This is an employment discrimination story. Honestly.
According to Katherine Feeney of the Brisbane Times, Queensland, Australia is poised to pass an amendment to the Anti-Discrimination Act which would allow hotel and motel owners to evict guests they believe are (legal) sex workers. Apparently a Queensland Civil and Administrative Tribunal found that the Drover’s Rest Motel had breached the Anti-Discrimination Act by refusing a room to a legal sex worker, which prompted the government to introduce the new law.
Lest our readers think that this report has zero to do with employment discrimination, it seems that before the passage of the Anti-Discrimination Act, some motel owners refused accommodation to indigenous Australians.
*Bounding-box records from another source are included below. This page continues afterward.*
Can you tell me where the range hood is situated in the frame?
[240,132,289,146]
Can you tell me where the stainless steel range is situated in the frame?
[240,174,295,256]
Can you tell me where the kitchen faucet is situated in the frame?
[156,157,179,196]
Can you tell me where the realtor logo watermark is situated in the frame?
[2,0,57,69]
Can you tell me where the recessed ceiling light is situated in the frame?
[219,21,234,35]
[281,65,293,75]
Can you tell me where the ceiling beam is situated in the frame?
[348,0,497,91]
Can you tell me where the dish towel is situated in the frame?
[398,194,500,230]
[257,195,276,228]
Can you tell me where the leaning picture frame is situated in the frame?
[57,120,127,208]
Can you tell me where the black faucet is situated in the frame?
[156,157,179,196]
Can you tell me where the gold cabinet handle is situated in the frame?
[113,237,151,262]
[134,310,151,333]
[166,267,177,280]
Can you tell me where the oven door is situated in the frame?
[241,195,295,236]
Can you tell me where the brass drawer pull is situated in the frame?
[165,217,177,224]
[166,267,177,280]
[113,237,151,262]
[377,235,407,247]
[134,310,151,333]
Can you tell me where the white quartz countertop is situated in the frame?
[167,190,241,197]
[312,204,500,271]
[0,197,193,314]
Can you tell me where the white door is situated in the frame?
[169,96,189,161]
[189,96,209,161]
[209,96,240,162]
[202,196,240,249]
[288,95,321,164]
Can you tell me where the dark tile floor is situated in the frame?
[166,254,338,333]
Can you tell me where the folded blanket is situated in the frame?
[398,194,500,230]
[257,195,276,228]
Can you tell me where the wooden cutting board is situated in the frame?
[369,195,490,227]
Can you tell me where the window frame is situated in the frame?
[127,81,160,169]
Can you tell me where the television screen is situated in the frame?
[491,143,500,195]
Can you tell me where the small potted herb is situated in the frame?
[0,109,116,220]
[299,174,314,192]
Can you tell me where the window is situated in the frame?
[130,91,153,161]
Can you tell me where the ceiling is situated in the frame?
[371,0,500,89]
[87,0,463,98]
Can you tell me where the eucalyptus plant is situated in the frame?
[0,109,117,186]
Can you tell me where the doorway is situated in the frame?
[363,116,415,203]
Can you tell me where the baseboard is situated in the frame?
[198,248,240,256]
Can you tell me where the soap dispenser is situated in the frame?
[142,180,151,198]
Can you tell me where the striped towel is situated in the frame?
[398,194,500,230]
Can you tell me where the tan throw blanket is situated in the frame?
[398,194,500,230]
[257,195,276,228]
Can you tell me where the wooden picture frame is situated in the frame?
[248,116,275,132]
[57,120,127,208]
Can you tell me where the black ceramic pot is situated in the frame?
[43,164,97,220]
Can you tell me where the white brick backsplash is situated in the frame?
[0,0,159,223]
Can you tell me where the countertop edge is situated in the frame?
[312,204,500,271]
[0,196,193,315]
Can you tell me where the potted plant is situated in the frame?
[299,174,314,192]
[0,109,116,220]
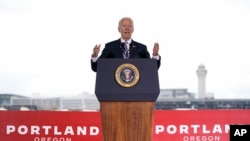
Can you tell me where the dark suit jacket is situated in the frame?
[91,39,161,72]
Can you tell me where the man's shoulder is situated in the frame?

Claims one civil liberties advocate, the proposed law targets a “particular class of people” based upon arbitrary discrimination on the grounds of personal prejudice, similar to the bias shown in the 1970’s against indigenous Australians.
“If the prostitution in certain cases is quite legal, then to give – without seeing legislation – to give hotel and motel owners the right to evict sex workers if they are carrying out their employment in a legal fashion opens a whole myriad of problems for other people who carry on their business at [hotels and motels].”
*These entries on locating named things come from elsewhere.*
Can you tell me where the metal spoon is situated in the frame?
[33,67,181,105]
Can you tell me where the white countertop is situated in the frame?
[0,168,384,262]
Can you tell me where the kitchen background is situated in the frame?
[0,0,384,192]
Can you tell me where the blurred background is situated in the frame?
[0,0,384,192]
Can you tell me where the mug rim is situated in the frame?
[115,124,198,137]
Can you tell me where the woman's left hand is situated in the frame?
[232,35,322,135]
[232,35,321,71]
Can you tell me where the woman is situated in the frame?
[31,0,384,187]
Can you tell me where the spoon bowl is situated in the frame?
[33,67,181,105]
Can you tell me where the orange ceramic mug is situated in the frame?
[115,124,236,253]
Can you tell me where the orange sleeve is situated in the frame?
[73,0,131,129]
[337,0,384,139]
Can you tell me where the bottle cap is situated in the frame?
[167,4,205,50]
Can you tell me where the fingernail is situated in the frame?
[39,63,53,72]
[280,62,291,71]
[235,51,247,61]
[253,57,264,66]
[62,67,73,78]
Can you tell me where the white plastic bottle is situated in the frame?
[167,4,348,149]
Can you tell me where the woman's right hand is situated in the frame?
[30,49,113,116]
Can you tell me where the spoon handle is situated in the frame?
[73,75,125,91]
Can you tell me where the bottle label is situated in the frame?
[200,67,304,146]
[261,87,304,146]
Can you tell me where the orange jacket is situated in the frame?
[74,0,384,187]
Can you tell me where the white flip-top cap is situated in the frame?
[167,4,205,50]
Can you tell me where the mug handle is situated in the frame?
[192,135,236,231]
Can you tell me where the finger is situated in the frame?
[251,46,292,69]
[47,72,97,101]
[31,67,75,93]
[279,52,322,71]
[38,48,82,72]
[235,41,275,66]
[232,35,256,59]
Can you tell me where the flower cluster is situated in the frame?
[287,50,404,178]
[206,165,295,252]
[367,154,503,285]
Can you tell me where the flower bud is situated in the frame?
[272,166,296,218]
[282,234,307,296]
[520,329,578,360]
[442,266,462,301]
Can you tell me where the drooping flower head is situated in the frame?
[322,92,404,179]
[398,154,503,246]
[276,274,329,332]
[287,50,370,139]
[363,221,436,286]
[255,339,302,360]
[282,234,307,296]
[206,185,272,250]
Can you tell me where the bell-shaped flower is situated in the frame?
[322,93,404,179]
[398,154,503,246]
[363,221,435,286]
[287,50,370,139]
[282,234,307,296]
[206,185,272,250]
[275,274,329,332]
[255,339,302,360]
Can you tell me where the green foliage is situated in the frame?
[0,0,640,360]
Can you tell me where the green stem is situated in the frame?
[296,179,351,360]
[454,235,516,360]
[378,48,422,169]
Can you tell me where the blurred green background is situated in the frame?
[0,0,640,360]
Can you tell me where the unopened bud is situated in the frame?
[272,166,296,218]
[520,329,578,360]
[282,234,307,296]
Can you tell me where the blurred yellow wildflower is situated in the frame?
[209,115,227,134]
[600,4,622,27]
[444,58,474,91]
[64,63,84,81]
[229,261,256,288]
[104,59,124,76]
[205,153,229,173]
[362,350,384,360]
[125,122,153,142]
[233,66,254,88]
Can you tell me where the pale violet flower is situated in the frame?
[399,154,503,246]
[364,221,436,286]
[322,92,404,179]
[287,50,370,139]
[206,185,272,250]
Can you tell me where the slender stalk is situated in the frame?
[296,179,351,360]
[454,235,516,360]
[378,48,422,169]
A spokesman for a hotel trade group, the Accommodation Association of Australia, supports the proposed law, saying the responsibility for deciding who can get a room should lie with the owner or manager. "As well as providing our industry with much greater certainty, the new laws will assist with ensuring the tourism experience of staying in Queensland is enhanced."
This is a true story — but anyway: Happy Halloween!